There are other anecdotes, but you get the point. Proof is in the pudding--stock price continues to hit new lows. This is a company headed toward serious financial trouble.


----------



## cnsf (Jun 6, 2002)

It seems (according to a Dish rep. last night) that YES should be coming to Dish by the All-Star break. No details on charges, but it's the first hint of such I've heard.

Might have been a low-level rep., but he was a Yankee fan too.

Hopefully, it won't affect the overall cost to non-Yankee fans.


----------



## Kevin (Mar 27, 2002)

> _Originally posted by cnsf _
> *It seems (according to a Dish rep. last night) that YES should be coming to Dish by the All-Star break. No details on charges, but it's the first hint of such I've heard.
> 
> Might have been a low-level rep., but he was a Yankee fan too.
> ...


I wouldn't believe that CSR. They aren't supposed to release any details about a pending deal until the deal is official (it's under the contract). I hate to be pessimistic but I don't think Dish subs are going to see the Yanks at all this season.


----------



## Adam Richey (Mar 25, 2002)

I can't believe that the government is getting involved in deciding what programming we do and do not get. In my opinion, this is something they shouldn't get involved with. It's a money issue between YES and Cablevision, NOT between anybody else.


----------



## cnsf (Jun 6, 2002)

The impression I got is that the CSR slipped and definitely wasn't supposed to tell me. Who knows? Since I was already upgrading to the Everything pack, there was no need for him to divulge the info. 

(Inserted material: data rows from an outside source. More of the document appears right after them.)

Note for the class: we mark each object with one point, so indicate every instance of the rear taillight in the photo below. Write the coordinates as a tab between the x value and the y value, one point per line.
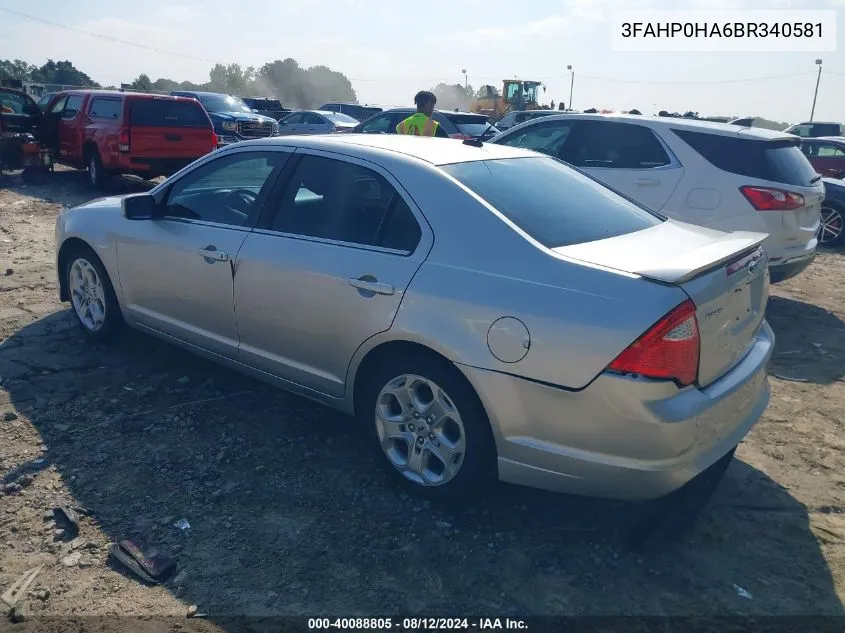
123	140
767	199
668	351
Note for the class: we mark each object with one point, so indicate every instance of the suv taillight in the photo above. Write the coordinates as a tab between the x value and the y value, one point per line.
123	140
669	350
768	199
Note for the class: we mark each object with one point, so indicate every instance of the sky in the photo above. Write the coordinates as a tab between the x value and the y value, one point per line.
391	49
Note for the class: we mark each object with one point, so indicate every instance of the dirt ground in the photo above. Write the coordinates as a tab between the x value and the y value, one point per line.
289	515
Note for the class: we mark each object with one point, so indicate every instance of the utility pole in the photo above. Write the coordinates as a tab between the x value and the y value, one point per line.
818	78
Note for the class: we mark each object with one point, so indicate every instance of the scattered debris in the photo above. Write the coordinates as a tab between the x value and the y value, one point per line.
18	590
148	565
22	612
789	378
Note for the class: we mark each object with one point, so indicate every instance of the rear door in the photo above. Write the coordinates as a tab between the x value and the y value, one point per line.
168	128
626	156
326	269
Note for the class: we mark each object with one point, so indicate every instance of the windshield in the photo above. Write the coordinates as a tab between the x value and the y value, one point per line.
554	204
337	117
223	103
471	124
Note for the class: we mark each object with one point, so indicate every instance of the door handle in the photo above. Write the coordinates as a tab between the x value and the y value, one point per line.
211	252
371	285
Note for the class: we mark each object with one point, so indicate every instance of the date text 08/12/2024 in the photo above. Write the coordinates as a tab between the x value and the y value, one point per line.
416	624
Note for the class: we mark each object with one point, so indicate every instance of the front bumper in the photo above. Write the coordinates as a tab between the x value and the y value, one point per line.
621	438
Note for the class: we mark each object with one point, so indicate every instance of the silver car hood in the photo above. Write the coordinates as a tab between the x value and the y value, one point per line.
672	251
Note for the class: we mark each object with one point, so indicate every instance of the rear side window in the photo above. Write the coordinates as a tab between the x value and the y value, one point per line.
778	161
105	108
165	113
553	203
615	146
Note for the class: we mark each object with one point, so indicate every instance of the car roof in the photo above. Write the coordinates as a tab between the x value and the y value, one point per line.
693	125
436	151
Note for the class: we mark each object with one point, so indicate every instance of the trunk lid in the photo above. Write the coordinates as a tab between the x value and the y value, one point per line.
725	274
168	128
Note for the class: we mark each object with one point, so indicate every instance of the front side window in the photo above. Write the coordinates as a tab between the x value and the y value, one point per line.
344	202
553	203
225	190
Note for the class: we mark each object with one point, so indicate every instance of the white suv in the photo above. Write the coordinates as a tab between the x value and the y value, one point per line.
715	175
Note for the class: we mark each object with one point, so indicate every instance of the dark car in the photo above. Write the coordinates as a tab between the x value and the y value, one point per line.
233	119
826	155
832	229
460	125
815	129
355	110
267	106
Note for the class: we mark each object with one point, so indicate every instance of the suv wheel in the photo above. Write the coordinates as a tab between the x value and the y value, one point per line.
832	228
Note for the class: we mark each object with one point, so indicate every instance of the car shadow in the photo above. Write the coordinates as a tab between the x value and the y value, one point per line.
69	187
290	513
814	351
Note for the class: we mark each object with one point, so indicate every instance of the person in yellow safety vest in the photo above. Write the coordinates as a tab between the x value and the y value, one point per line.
421	123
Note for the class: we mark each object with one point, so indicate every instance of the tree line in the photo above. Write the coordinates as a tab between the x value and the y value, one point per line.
284	79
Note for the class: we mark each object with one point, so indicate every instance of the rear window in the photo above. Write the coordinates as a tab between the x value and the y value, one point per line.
553	203
470	124
165	113
778	161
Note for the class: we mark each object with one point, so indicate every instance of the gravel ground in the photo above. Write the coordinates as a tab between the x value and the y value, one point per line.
289	515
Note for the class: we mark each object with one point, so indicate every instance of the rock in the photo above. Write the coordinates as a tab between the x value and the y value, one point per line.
21	612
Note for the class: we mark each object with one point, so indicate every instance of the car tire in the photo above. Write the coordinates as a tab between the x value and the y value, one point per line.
460	434
92	297
667	519
832	229
98	176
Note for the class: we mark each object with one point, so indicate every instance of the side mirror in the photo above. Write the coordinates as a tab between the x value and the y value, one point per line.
140	206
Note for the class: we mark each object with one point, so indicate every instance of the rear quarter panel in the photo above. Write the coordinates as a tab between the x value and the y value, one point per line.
479	270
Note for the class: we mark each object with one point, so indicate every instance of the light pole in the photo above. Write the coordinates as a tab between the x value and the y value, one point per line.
818	78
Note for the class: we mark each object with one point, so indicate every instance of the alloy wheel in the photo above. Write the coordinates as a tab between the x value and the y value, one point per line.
420	430
87	295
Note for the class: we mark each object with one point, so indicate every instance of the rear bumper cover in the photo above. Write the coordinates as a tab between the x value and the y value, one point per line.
781	271
622	438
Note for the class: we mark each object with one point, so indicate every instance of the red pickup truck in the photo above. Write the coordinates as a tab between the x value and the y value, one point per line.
112	133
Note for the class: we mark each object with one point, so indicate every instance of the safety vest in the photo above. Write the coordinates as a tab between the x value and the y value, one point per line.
419	125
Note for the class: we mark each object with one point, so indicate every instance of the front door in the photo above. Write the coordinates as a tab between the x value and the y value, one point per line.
627	157
176	272
326	270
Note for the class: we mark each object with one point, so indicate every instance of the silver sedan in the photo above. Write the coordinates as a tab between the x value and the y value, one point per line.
484	311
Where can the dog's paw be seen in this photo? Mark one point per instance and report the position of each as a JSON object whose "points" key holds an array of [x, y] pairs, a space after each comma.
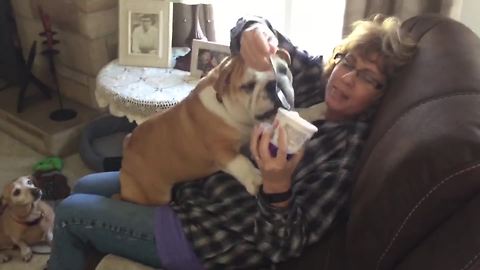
{"points": [[27, 254], [5, 258]]}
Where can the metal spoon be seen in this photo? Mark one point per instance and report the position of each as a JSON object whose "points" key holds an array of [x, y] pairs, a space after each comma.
{"points": [[281, 96]]}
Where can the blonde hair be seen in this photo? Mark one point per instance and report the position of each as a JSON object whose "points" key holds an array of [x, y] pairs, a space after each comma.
{"points": [[377, 35]]}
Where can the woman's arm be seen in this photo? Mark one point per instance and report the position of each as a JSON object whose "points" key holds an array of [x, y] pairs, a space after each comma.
{"points": [[321, 189], [307, 70]]}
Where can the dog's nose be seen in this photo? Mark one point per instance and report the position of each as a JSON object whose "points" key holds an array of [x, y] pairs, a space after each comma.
{"points": [[36, 193]]}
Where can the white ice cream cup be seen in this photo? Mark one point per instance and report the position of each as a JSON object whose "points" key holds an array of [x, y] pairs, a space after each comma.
{"points": [[297, 130]]}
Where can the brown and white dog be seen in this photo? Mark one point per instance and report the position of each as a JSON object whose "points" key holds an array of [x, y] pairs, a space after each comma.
{"points": [[203, 133], [25, 219]]}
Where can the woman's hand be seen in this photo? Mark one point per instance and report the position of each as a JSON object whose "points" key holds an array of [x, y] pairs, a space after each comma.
{"points": [[276, 171], [256, 45]]}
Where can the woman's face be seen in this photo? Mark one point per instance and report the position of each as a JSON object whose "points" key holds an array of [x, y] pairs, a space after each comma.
{"points": [[354, 85]]}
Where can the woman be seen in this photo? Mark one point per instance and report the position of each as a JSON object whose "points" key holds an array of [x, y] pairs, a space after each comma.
{"points": [[214, 223]]}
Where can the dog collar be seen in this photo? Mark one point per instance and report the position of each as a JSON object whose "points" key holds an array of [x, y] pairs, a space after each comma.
{"points": [[29, 223]]}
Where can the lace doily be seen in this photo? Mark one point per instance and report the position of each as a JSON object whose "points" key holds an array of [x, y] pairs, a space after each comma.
{"points": [[138, 92]]}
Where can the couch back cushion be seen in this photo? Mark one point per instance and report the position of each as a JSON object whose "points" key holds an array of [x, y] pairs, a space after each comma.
{"points": [[421, 162]]}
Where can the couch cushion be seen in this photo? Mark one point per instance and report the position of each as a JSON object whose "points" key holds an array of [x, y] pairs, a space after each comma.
{"points": [[112, 262], [419, 163]]}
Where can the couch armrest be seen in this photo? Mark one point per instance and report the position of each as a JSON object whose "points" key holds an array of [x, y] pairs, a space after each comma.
{"points": [[453, 245]]}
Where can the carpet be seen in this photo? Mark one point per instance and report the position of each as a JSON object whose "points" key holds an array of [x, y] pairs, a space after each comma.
{"points": [[17, 159]]}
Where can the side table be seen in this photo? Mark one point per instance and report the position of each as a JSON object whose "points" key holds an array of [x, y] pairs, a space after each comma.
{"points": [[138, 92]]}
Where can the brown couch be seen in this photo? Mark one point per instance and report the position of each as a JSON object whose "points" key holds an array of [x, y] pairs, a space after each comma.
{"points": [[414, 204]]}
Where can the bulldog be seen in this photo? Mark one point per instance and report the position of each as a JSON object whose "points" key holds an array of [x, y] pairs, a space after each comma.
{"points": [[25, 219], [203, 133]]}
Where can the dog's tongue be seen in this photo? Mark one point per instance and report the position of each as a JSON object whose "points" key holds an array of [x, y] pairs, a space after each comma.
{"points": [[286, 103]]}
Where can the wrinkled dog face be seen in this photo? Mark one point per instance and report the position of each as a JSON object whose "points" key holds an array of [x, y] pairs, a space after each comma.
{"points": [[255, 95], [21, 192]]}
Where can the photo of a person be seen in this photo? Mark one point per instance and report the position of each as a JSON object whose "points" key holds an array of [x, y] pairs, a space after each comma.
{"points": [[207, 60], [144, 33]]}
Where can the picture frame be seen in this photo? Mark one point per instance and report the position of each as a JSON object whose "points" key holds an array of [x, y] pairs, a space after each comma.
{"points": [[145, 33], [206, 55]]}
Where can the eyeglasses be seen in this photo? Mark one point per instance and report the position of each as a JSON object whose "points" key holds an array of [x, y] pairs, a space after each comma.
{"points": [[347, 61]]}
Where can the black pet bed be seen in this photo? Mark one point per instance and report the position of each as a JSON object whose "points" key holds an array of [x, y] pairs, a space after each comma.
{"points": [[101, 143]]}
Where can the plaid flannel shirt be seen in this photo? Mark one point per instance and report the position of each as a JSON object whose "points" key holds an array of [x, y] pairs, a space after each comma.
{"points": [[230, 229]]}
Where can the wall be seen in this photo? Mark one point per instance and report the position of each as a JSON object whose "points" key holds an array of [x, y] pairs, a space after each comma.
{"points": [[470, 15]]}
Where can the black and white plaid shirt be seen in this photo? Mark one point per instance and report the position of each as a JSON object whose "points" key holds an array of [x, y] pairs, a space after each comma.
{"points": [[230, 229]]}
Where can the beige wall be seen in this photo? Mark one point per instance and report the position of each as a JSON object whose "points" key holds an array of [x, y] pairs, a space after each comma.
{"points": [[471, 15]]}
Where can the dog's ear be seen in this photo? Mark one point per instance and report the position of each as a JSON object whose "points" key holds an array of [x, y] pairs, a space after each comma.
{"points": [[282, 53], [3, 204]]}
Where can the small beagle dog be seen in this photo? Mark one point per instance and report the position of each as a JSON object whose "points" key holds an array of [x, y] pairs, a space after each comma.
{"points": [[24, 218]]}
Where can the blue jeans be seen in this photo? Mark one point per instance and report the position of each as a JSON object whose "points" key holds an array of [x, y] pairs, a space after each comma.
{"points": [[89, 219]]}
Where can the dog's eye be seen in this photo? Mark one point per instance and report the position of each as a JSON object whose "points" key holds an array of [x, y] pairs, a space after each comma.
{"points": [[248, 86], [282, 70]]}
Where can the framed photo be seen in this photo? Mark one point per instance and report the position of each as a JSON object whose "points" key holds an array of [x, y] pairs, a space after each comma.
{"points": [[145, 33], [206, 55]]}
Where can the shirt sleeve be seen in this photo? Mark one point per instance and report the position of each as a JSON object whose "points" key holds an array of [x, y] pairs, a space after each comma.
{"points": [[321, 190], [307, 70]]}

Kevin, I hope you're wrong, but still have a gut feeling you may be right. I'm trying to take it with a grain of salt, but you can't help but get your hopes up if you're a true fan, but dont have tons of cash to set up both and subscribe to E* and D*.

As for the government intervention comment, I agree on principal to a point. When it's the subscribers that end up being the only ones suffering, the government has to intervene if it appears there is an impasse, just like a strike situation. Give them a chance to work it out, but if they're affecting a number of people that are innocent in the process, they should jump in.

Just my 2 cents.


----------



## Chardo (Apr 11, 2002)

> _Originally posted by DBSOgre _
> *I can't believe that the government is getting involved in deciding what programming we do and do not get. In my opinion, this is something they shouldn't get involved with. It's a money issue between YES and Cablevision, NOT between anybody else. *


As it stands now, 3 million Cablevision customers are being denied a fair opportunity to pay for and watch Yankees games. They are being denied this opportunity due to monopolistic and anticompetitive business practices that are in violation of antitrust laws. As such, government intervention is appropriate.


----------



## Scott Greczkowski (Mar 21, 2002)

Chardo,

These Cablevision people have choices so that they can see the Yankees games. Cablevision is not the only game in town.

Therefore the Government should keep its nose out of matters like these.

I mean I love White Castle Hamburgers, but there are no White Castle Resturants in Connecticut, does that means I should sue the state so that they open a White Castle here?

The lines are owned by Cablevision, they choose which channels they want to carry. If customers do not like their selection nothing is keeping the customer from using another service.


----------



## cnsf (Jun 6, 2002)

Point understood, but you've omitted the fact that the New York area is a very mountainous/hilly region and many, many customers cannot get a line of sight to the SW. 

In addition, many renters in the area do not have the option of installing D* or E*, especially in buildings.

If your comment applied towards all customers, I'd agree, but they don't.

The gov't needs to protect those numerous individuals who have no choice.


----------



## Chardo (Apr 11, 2002)

Scott, I agree to an extent. In fact I am one of the people who have switched to D* from Cablevision (largely with the help of these forums).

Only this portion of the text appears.